Cross-border mergers in EU

The European Court of Justice rendered a judgment in the Case ”Sevic” (C 411-03) on December 13, 2005. The Court determines that a general prohibition against registration of a cross-border merger is inconsistent with the freedom of establishment.

In the particular case a German Commercial Register (Local Court of Neuwied) refused to register a merger between a German and a Luxembourg company. Its reason was that German laws allow mergers between German companies only. Such rule is a violation of the EC-Treaty’s freedom of establishment.

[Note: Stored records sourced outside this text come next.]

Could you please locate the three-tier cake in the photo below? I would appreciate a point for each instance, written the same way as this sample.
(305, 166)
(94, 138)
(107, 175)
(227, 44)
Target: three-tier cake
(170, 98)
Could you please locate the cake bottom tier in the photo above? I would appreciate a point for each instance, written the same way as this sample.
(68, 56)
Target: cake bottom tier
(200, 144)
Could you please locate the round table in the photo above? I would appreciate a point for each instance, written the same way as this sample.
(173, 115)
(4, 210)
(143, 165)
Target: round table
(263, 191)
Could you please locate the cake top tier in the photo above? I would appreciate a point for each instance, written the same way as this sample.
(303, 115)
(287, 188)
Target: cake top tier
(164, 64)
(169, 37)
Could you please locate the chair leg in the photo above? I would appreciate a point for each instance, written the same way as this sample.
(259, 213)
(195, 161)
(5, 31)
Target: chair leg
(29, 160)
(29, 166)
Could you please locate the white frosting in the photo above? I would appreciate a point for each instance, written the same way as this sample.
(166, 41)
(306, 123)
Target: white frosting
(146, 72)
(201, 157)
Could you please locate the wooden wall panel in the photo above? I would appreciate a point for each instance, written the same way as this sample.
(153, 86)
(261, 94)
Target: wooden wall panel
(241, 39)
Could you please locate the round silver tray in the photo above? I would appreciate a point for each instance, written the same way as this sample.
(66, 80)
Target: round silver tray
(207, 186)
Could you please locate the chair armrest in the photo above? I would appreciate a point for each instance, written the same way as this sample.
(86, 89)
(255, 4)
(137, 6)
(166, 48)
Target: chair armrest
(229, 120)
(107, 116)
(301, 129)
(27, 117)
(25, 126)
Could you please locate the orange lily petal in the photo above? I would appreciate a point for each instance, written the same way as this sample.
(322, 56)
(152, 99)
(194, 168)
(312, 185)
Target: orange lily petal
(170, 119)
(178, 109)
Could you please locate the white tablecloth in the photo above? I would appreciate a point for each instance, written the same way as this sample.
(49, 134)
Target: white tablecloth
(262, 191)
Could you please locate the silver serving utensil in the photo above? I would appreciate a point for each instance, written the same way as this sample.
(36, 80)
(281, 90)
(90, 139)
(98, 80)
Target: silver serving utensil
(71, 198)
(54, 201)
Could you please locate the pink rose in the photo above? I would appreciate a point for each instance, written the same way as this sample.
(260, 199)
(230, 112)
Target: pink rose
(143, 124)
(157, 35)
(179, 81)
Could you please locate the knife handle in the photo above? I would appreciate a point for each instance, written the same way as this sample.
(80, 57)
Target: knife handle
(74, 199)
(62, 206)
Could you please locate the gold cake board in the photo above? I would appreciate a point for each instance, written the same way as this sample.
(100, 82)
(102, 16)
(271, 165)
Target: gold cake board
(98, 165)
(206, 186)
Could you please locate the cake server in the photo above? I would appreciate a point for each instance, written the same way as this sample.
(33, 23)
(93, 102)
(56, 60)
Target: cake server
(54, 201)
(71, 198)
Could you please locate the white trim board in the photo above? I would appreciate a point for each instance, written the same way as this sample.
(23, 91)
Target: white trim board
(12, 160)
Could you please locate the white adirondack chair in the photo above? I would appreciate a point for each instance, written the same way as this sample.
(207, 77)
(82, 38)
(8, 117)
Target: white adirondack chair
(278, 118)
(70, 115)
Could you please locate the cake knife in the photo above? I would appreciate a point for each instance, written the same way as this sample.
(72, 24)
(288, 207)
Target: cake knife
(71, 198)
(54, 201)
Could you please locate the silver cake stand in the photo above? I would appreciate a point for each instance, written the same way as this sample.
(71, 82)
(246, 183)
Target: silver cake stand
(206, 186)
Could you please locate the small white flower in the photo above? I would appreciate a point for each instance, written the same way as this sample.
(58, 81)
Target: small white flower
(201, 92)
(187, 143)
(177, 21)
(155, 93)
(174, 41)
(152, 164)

Under Danish laws as hitherto applied a registration of a merger between a Danish company and a German company would not be allowed either. Regardless whether it is inconsistent with EC-law and should be possible in theory to do so, one would face many practical obstacles/hinderances – both in the jurisdiction, where the continuing company is domiciled and where the discontinuing company was domiciled (de-registration without normal winding up procedures).

A Danish and German company may however merge into a new SE-company (societas europae) with domicile either in Denmark or in Germany. Applicable uniform rules have already been passed to that effect.

In practical life, cross-border mergers between companies of different EU-member states will be possible only, when the 10th EC-company directive is implemented in national laws of the member states. Implementation must take place before December 15, 2007. There are of course various corporate tax implications which need to be considered.